View Full Version : U.S. Quagmire

06-16-2007, 08:08 PM
US quagmire



The wave of visits by high-ranking US officials to Pakistan has been raising many eyebrows and producing a tremendous amount of speculation as to what their agendas are and what messages they bring with them from Washington. Friday saw the arrival of US Central Command (Centcom) commander as well as Deputy Secretary of State John Negroponte, joining Assistant Secretary of State Richard Boucher who is already in the country holding talks with various Pakistani officials. According to the official stance, the visits, at least those of the two who arrived on Friday, are part of the second round of strategic dialogue between the US and Pakistan. However, for them to be in Pakistan at the same time as Boucher, does, understandably, raise some suspicion of there being other, unpublicised, points on the agenda. Many are saying that the US is upping the pressure on President General Musharraf to ensure that the upcoming elections in the country are held in a free and fair manner and that the media is allowed to function without undue restrictions. This view is corroborated by the fact that, earlier this week, while meeting the Chief Election Commissioner, Boucher had said that he 'hoped' that the upcoming elections in Pakistan would be up to 'international standards' in terms of being free, fair and transparent. He also went on to say that the US would have observers in place to monitor the election process.

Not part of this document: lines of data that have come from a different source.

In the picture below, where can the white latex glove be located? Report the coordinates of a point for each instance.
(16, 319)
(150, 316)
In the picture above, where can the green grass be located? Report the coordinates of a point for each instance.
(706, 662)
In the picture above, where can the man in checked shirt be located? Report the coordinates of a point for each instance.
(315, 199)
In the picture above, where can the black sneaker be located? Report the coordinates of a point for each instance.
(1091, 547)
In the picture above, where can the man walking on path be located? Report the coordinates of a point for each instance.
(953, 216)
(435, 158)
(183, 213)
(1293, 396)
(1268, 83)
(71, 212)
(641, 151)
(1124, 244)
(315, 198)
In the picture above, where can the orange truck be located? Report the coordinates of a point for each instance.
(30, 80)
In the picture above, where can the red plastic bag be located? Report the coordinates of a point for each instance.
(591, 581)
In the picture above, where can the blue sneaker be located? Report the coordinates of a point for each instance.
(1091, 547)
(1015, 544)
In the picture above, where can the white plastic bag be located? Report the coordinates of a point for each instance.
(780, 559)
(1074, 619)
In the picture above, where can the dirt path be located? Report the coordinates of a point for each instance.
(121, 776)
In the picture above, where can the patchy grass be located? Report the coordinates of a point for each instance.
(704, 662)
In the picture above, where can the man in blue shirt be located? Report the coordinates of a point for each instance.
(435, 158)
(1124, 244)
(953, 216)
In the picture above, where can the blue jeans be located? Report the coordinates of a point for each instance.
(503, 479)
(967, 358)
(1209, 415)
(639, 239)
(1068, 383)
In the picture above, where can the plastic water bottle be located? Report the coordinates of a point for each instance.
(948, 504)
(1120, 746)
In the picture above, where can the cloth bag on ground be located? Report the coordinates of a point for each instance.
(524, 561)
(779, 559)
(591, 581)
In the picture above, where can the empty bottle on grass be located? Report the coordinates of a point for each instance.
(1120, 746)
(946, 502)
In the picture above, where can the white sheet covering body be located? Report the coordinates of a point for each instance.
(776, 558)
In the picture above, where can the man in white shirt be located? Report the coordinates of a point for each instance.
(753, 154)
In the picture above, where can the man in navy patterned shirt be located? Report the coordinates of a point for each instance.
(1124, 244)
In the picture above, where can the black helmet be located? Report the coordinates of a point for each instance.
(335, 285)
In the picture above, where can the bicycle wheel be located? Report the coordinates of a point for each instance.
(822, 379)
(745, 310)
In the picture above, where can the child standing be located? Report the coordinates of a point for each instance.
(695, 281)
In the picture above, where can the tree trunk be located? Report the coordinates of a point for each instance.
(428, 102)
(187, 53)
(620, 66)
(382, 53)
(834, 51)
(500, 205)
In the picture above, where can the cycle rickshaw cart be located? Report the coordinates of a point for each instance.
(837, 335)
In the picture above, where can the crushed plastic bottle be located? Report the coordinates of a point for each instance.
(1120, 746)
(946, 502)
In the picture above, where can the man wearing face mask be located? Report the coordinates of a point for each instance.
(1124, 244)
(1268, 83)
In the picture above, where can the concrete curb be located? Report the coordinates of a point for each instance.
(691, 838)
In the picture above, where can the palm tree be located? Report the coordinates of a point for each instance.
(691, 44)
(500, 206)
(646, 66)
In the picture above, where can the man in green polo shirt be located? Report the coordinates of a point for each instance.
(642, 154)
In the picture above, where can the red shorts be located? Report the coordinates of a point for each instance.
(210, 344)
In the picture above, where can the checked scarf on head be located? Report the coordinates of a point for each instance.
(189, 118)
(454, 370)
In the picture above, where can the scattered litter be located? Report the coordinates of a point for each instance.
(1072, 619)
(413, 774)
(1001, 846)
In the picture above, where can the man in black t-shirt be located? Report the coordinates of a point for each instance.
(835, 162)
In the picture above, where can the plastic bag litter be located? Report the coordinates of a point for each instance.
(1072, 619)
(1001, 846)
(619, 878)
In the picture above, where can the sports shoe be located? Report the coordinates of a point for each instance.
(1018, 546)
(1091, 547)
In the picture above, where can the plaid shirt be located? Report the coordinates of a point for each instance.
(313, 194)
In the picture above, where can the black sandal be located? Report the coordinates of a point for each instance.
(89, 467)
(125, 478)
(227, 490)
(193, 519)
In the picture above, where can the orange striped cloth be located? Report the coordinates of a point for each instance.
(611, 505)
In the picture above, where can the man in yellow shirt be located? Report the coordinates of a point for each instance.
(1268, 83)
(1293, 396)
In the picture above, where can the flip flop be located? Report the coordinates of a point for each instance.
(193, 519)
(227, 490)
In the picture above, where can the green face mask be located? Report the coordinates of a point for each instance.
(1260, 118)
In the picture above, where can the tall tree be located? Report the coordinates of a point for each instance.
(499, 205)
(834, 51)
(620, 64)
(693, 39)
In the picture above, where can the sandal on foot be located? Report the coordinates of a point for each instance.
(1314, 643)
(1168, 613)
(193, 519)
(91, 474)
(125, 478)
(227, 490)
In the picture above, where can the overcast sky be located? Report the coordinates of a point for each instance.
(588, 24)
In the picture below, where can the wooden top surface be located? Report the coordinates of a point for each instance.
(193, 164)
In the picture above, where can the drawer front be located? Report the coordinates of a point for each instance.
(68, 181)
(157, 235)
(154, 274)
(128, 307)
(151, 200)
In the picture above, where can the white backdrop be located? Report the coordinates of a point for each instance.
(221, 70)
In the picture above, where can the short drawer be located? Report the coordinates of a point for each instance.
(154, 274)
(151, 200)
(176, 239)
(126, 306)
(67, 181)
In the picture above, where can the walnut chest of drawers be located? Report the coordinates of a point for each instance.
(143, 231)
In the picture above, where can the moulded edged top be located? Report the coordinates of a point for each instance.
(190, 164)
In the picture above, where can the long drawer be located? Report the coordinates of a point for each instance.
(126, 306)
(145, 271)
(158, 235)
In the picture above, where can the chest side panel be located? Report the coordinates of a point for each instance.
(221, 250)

However, for that to be the sole agenda of the visits is a bit far-fetched, to say the least. The point that keeps coming forward is the increasing pressure on the US, internally and internationally, to reconsider its strong post 9/11 support for General Musharraf in light of the recent judicial crisis and the action against the freedom of the press. But Boucher's statement in the press yesterday, that the issue of Musharraf shedding his uniform is less important than the holding of free and fair elections, is markedly strange and indicative of the unwillingness, or, more importantly, the inability of the US to leave Musharraf completely in the lurch. The situation in Afghanistan has not improved at all, and, if anything, has been on a steady decline. President Karzai, the US' man in Kabul, just recently escaped an assassination attempt by the Taliban. The resurrection of the Taliban's insurgency in Afghanistan is unquestionable, which means that, contrary to many speculations, Musharraf's, and, for that matter, Pakistan's, utility for the US is far from over. The arrival of Centcom's commander along with political figures is indicative of the dual political/military role that Washington now finds itself having to play in regards to Pakistan. A completely civilian set-up may not have the stability to do the things the US needs Pakistan to do to help its flagging mission in Afghanistan. Hence, Musharraf, for the US, needs to stay, for which Washington needs to hammer out a deal with the President General, allowing continued support for him without inviting international and domestic ire. Keeping in mind this view, the speculations that the US was playing mediator in a potential deal between Benazir Bhutto, known to be the most pro-west leader in Pakistan, and Musharraf, its military ally for the past six years, may not be that outrageous after all.